“What are your thoughts?” asked the husband to the wife.
“Hmmmmmm,” murmured the wife, stalling for time.
What is it about thoughts that make us want to hold on to them? As if the neural impulse that fires before the “I can’t believe he’s telling the same story again,” is any more reliable than the one that sends, “God, I love his smile.” As if in an eye blink, there won’t be another thought that contradicts the last one. My mind ping pongs from scandalous accusation to conclusive summary to opening argument to aspersion to doubt to finality to modest self-blame.
Like a stone on the water’s surface, my thoughts barely touch down. Judgment after criticism, displeasure after righteousness, six, eight, twelve times. My husband’s record is 17 – stone skips; with me, though, the tally is higher, innumerable scrapes across the surface before plummeting below, pulled to the depths of the sea’s floor.
I haven’t mastered the wrist movement necessary to skip stones. I stand at the water’s edge, convinced that this time the stone will alight at the water’s surface, this time I will figure out what is needed to cast the stone out toward the horizon. I search for good stones, flattened and smoothed over eons of time sent out and returned to the shore. Every time my throw is off. The stones land heavily, artlessly, announcing their failure with a loud, watery kerplunk, making it no more than a mere countable feet from the sandy edge where I remain.
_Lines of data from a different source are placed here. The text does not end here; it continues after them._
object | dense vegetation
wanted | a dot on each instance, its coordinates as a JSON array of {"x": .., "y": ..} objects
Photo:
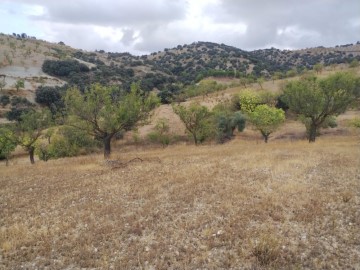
[{"x": 174, "y": 69}]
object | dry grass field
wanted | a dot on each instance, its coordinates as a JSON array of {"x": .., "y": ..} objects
[{"x": 242, "y": 205}]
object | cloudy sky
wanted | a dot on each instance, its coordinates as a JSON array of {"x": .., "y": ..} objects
[{"x": 141, "y": 27}]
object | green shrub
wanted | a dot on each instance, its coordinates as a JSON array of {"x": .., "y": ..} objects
[{"x": 4, "y": 100}]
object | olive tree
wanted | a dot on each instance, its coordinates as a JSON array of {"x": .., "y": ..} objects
[
  {"x": 315, "y": 100},
  {"x": 28, "y": 129},
  {"x": 7, "y": 144},
  {"x": 266, "y": 119},
  {"x": 19, "y": 84},
  {"x": 104, "y": 111}
]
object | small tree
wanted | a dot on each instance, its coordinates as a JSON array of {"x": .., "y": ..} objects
[
  {"x": 104, "y": 111},
  {"x": 7, "y": 144},
  {"x": 227, "y": 119},
  {"x": 2, "y": 84},
  {"x": 19, "y": 84},
  {"x": 316, "y": 100},
  {"x": 318, "y": 68},
  {"x": 266, "y": 119},
  {"x": 260, "y": 82},
  {"x": 197, "y": 120},
  {"x": 28, "y": 130},
  {"x": 227, "y": 123},
  {"x": 248, "y": 100}
]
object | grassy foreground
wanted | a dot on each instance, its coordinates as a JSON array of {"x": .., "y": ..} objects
[{"x": 242, "y": 205}]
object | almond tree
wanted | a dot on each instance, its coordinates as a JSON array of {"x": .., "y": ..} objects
[
  {"x": 104, "y": 111},
  {"x": 266, "y": 119},
  {"x": 315, "y": 101}
]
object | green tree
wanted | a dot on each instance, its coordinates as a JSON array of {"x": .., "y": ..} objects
[
  {"x": 260, "y": 82},
  {"x": 249, "y": 100},
  {"x": 354, "y": 63},
  {"x": 29, "y": 128},
  {"x": 277, "y": 76},
  {"x": 2, "y": 84},
  {"x": 318, "y": 68},
  {"x": 227, "y": 120},
  {"x": 266, "y": 119},
  {"x": 104, "y": 111},
  {"x": 19, "y": 84},
  {"x": 7, "y": 144},
  {"x": 316, "y": 100},
  {"x": 197, "y": 120}
]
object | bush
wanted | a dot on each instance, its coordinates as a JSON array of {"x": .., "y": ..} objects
[
  {"x": 4, "y": 100},
  {"x": 15, "y": 113},
  {"x": 227, "y": 123},
  {"x": 66, "y": 142},
  {"x": 63, "y": 68}
]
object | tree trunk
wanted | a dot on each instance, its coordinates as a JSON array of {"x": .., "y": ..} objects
[
  {"x": 266, "y": 137},
  {"x": 312, "y": 132},
  {"x": 195, "y": 138},
  {"x": 107, "y": 146},
  {"x": 31, "y": 154}
]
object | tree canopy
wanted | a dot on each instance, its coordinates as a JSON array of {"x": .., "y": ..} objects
[
  {"x": 104, "y": 111},
  {"x": 266, "y": 119},
  {"x": 315, "y": 100}
]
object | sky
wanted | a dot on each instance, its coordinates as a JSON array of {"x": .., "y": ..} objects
[{"x": 141, "y": 27}]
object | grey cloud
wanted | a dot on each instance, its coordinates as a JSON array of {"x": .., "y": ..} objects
[
  {"x": 111, "y": 13},
  {"x": 321, "y": 22},
  {"x": 147, "y": 26}
]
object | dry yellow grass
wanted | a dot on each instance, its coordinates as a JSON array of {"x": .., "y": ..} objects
[{"x": 242, "y": 205}]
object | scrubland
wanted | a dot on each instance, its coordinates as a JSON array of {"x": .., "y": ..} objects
[{"x": 287, "y": 204}]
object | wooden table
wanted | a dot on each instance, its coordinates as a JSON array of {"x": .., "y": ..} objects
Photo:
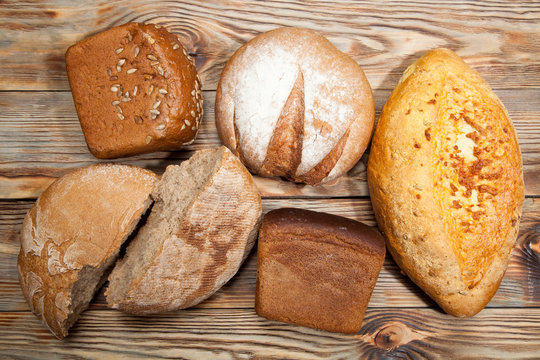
[{"x": 40, "y": 139}]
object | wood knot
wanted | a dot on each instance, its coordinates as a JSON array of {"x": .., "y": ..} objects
[{"x": 393, "y": 335}]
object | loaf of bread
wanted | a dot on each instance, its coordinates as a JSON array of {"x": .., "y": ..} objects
[
  {"x": 202, "y": 226},
  {"x": 445, "y": 179},
  {"x": 72, "y": 235},
  {"x": 316, "y": 269},
  {"x": 135, "y": 89},
  {"x": 290, "y": 104}
]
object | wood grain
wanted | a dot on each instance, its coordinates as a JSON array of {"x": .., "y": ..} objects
[
  {"x": 497, "y": 38},
  {"x": 518, "y": 289},
  {"x": 241, "y": 334},
  {"x": 41, "y": 139}
]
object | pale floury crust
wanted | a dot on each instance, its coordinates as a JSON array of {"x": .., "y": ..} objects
[
  {"x": 446, "y": 182},
  {"x": 290, "y": 104},
  {"x": 73, "y": 232}
]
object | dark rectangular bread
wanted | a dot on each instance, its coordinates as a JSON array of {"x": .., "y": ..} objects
[{"x": 316, "y": 269}]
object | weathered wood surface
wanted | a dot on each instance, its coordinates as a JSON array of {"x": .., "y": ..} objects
[
  {"x": 498, "y": 38},
  {"x": 518, "y": 289},
  {"x": 40, "y": 140},
  {"x": 389, "y": 333}
]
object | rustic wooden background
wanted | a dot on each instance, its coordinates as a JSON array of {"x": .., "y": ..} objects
[{"x": 40, "y": 139}]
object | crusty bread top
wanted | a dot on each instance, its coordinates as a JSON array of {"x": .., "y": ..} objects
[
  {"x": 293, "y": 84},
  {"x": 202, "y": 226},
  {"x": 445, "y": 177},
  {"x": 78, "y": 222},
  {"x": 135, "y": 89},
  {"x": 345, "y": 232}
]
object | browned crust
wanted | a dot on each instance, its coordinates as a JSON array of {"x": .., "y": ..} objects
[
  {"x": 411, "y": 200},
  {"x": 285, "y": 149},
  {"x": 152, "y": 73},
  {"x": 77, "y": 225},
  {"x": 316, "y": 269}
]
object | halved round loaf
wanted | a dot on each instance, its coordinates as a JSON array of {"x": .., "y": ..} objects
[
  {"x": 201, "y": 228},
  {"x": 290, "y": 104},
  {"x": 73, "y": 234}
]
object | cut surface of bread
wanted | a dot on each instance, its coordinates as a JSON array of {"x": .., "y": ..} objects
[
  {"x": 202, "y": 226},
  {"x": 72, "y": 236}
]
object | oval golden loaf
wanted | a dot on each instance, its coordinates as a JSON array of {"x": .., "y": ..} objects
[{"x": 445, "y": 178}]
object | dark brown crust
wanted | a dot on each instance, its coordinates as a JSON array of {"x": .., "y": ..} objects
[
  {"x": 316, "y": 269},
  {"x": 161, "y": 63}
]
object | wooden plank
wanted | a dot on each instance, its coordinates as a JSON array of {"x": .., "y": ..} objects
[
  {"x": 241, "y": 334},
  {"x": 520, "y": 287},
  {"x": 499, "y": 39},
  {"x": 41, "y": 139}
]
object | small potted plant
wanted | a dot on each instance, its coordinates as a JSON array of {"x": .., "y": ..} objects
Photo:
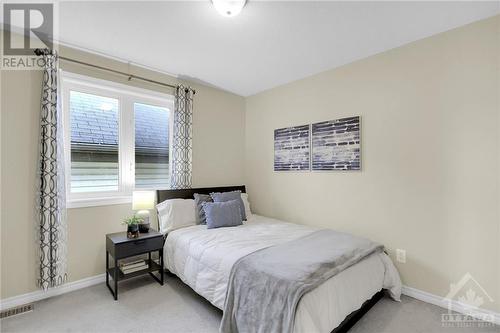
[{"x": 132, "y": 226}]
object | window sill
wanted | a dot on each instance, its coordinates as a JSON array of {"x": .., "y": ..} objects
[{"x": 94, "y": 202}]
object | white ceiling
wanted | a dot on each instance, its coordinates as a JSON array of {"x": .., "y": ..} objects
[{"x": 268, "y": 44}]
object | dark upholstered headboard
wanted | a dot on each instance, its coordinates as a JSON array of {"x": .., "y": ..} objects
[{"x": 162, "y": 195}]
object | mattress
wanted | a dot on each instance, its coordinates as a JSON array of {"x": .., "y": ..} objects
[{"x": 202, "y": 258}]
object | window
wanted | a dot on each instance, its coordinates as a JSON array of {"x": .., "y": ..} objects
[
  {"x": 151, "y": 146},
  {"x": 117, "y": 139}
]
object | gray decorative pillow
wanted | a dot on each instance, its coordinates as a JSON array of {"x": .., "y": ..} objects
[
  {"x": 199, "y": 199},
  {"x": 228, "y": 196},
  {"x": 222, "y": 214}
]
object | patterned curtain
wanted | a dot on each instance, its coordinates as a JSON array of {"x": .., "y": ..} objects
[
  {"x": 51, "y": 196},
  {"x": 182, "y": 145}
]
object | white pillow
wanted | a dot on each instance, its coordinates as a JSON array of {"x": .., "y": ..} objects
[
  {"x": 175, "y": 214},
  {"x": 248, "y": 212}
]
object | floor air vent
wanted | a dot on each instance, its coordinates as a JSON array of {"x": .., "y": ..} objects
[{"x": 17, "y": 310}]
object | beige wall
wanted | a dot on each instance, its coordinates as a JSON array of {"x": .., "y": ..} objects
[
  {"x": 430, "y": 155},
  {"x": 218, "y": 139}
]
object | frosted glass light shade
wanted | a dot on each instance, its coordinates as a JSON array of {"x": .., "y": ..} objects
[
  {"x": 143, "y": 200},
  {"x": 229, "y": 8}
]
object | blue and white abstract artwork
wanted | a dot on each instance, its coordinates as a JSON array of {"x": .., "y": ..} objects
[
  {"x": 291, "y": 148},
  {"x": 336, "y": 144}
]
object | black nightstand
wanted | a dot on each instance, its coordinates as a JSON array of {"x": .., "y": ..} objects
[{"x": 121, "y": 247}]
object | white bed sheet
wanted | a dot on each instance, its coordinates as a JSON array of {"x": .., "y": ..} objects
[{"x": 202, "y": 258}]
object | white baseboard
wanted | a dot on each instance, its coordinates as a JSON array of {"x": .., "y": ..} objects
[
  {"x": 455, "y": 305},
  {"x": 93, "y": 280},
  {"x": 40, "y": 294}
]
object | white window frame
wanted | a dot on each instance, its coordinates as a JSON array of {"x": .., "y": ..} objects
[{"x": 126, "y": 96}]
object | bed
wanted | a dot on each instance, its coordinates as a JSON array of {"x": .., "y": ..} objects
[{"x": 203, "y": 260}]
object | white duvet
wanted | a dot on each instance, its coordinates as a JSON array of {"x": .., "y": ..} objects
[{"x": 202, "y": 258}]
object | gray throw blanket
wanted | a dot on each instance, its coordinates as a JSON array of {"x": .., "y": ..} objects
[{"x": 266, "y": 286}]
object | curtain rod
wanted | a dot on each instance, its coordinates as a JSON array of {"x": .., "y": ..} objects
[{"x": 40, "y": 52}]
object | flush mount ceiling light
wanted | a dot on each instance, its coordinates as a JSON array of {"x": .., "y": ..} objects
[{"x": 229, "y": 8}]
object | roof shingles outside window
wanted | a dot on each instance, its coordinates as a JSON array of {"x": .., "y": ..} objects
[
  {"x": 95, "y": 139},
  {"x": 91, "y": 126}
]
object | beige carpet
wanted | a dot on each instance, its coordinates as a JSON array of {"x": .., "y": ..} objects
[{"x": 145, "y": 306}]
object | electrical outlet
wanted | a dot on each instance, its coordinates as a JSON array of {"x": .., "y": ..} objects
[{"x": 401, "y": 256}]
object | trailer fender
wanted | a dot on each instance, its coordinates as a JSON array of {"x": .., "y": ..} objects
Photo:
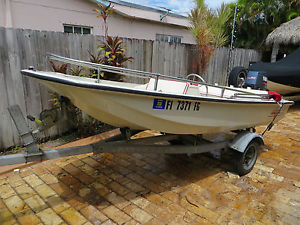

What are my thoughts? Hmmmmm.
The very first time we were all together at the water’s edge, my husband began to teach my son how to skim stones. He reached without looking, scooped up a handful of stones, then stood at the edge and casually launched them, one after another. Six, eight, twelve skips. Some fell after just one or two, but most stayed aloft long enough so we could count along in sing-song. The arc of his arm, the simultaneous effort and ease, the shine of the water interrupted by little circles of disturbance at the surface, the sureness of passing along a crucial life skill, the way a grown man stood beside a small boy whose young hand emptied prematurely before he could raise his tiny arm fully to his side, both looking out toward the horizon, both knowing that everything depended on the throw.